To determine if the relation defined by "an integer \( m \) is related to another integer \( n \) if \( m \) is a multiple of \( n \)" is symmetric, reflexive, and transitive, we will analyze each property step by step. ### Step 1: Define the Relation Let \( R \) be the relation defined as: \[ R = \{ (m, n) \mid m, n \in \mathbb{Z} \text{ and } m \text{ is a multiple of } n \} \] This means there exists some integer \( k \) such that: \[ m = k \cdot n \] where \( k \) is a natural number. ### Step 2: Check Reflexivity A relation is reflexive if every element is related to itself.
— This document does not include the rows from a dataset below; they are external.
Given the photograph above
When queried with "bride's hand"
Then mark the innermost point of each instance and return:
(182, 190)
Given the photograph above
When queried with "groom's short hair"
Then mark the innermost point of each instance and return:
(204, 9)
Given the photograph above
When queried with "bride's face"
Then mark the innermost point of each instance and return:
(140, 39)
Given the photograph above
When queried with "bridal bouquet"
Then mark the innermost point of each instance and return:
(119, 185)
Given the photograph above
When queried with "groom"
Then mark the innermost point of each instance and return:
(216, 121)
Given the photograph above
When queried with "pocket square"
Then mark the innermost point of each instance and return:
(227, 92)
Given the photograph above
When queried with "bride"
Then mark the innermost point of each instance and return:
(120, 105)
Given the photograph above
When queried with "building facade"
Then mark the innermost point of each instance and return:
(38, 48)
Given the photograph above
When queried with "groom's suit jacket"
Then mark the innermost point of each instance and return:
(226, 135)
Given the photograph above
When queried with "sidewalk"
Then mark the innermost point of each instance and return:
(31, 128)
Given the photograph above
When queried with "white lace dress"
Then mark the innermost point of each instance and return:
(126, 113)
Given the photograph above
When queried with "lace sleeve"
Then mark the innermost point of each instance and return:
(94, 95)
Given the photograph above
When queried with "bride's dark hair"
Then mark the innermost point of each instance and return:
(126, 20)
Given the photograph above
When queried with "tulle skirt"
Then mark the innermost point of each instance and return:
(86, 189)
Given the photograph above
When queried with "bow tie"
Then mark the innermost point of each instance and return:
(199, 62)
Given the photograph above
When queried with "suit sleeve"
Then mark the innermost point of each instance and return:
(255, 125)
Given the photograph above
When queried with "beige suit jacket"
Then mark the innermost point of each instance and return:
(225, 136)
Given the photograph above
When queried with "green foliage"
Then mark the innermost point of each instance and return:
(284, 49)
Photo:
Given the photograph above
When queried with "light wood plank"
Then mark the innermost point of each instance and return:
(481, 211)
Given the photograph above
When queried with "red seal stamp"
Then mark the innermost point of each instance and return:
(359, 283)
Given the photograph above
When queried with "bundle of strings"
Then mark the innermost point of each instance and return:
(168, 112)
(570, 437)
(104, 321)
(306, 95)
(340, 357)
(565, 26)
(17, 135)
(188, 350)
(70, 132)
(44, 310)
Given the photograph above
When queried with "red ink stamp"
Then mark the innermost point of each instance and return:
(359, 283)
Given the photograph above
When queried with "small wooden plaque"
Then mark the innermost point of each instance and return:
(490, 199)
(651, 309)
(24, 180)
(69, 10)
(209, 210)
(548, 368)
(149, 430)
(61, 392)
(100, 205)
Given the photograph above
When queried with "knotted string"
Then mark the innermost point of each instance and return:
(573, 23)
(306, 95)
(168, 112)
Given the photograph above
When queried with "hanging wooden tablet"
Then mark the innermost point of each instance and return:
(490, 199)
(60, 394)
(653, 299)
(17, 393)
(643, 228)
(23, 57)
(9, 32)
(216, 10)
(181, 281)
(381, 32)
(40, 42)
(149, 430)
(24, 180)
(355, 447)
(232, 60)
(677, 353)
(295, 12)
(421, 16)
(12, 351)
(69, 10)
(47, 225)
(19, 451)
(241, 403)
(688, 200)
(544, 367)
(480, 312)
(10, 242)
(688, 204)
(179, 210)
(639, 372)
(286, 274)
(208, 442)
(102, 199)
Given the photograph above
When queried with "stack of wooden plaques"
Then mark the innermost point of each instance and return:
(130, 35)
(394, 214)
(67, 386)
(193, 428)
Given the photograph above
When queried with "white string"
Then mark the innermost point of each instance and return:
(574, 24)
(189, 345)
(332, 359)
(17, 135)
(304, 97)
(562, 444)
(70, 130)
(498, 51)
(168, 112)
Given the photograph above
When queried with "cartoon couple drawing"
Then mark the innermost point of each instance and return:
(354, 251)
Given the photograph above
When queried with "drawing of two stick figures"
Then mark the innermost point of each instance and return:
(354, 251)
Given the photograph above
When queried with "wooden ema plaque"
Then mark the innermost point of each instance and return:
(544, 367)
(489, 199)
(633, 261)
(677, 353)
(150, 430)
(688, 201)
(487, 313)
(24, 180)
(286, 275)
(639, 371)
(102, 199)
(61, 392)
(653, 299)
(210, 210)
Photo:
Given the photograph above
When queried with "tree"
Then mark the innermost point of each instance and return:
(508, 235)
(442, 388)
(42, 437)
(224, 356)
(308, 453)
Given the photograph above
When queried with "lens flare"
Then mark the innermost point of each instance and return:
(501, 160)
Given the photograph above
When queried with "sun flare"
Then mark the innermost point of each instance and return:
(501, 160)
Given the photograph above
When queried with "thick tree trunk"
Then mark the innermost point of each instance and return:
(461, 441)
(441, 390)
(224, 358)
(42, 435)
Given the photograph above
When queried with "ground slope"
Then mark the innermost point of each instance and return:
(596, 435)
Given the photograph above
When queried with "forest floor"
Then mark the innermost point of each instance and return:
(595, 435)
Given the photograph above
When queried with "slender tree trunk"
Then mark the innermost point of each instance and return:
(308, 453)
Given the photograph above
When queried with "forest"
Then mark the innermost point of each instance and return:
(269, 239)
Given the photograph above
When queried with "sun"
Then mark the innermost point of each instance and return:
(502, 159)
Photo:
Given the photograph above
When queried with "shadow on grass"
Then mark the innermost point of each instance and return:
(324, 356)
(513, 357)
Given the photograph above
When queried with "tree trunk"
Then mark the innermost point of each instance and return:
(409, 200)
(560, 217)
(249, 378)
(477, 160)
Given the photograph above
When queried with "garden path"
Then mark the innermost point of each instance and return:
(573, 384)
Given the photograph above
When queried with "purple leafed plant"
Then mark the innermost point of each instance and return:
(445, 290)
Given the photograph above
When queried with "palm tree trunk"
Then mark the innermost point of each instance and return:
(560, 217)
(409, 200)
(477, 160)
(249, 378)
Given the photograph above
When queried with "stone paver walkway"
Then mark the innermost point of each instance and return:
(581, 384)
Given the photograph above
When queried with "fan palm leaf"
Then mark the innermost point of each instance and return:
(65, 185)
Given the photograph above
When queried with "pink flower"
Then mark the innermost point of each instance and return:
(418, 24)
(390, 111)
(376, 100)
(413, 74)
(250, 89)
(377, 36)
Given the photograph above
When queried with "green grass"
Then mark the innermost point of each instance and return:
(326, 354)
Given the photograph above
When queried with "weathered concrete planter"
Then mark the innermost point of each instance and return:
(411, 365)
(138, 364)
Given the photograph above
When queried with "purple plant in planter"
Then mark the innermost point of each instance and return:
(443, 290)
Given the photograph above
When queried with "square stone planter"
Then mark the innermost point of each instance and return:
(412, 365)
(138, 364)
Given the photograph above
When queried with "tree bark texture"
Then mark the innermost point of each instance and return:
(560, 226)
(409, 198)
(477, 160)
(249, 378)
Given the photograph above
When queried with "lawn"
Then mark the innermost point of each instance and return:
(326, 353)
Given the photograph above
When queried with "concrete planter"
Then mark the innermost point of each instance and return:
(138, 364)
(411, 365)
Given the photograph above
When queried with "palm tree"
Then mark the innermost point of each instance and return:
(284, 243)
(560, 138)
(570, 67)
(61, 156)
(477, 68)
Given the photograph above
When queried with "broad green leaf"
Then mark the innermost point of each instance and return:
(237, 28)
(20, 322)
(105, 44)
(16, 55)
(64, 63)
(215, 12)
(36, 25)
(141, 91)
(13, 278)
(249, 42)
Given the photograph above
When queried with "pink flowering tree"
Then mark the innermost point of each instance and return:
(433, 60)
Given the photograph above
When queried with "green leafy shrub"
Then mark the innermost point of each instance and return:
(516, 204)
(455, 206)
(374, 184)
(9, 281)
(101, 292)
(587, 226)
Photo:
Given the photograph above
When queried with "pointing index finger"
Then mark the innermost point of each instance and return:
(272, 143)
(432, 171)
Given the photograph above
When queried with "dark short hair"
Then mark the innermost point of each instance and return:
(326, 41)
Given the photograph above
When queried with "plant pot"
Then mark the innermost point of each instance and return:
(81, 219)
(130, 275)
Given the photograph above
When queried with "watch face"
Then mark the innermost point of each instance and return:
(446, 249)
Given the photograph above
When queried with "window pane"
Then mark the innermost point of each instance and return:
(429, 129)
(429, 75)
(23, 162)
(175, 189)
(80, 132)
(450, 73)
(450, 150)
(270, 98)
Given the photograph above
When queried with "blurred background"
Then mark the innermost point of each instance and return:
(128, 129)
We need to check if \( m \) is related to \( m \): - For any integer \( m \), we can write: \[ m = 1 \cdot m \] Here, \( k = 1 \) is a natural number. - Since \( m \) is a multiple of itself, the relation is reflexive. ### Step 3: Check Symmetry A relation is symmetric if whenever \( m \) is related to \( n \), then \( n \) is also related to \( m \). We need to check: - Assume \( m \) is related to \( n \), which means: \[ m = k \cdot n \] for some natural number \( k \). - To check for symmetry, we need to see if \( n \) is related to \( m \). This would mean: \[ n = \frac{1}{k} \cdot m \] - However, \( \frac{1}{k} \) is not a natural number (it is a rational number), which means \( n \) cannot be expressed as a multiple of \( m \) in the context of natural numbers. - Therefore, the relation is **not symmetric**. ### Step 4: Check Transitivity A relation is transitive if whenever \( m \) is related to \( n \) and \( n \) is related to \( o \), then \( m \) is also related to \( o \). We need to check: - Let \( m \) be related to \( n \) and \( n \) be related to \( o \): - \( m = k \cdot n \) for some natural number \( k \) - \( n = l \cdot o \) for some natural number \( l \) - Substituting the second equation into the first gives: \[ m = k \cdot (l \cdot o) = (k \cdot l) \cdot o \] - Since the product \( k \cdot l \) is also a natural number, \( m \) is a multiple of \( o \). - Therefore, the relation is **transitive**. ### Conclusion - The relation is **reflexive**. - The relation is **not symmetric**. - The relation is **transitive**. ### Summary The relation defined by "an integer \( m \) is related to another integer \( n \) if \( m \) is a multiple of \( n \)" is reflexive and transitive but not symmetric.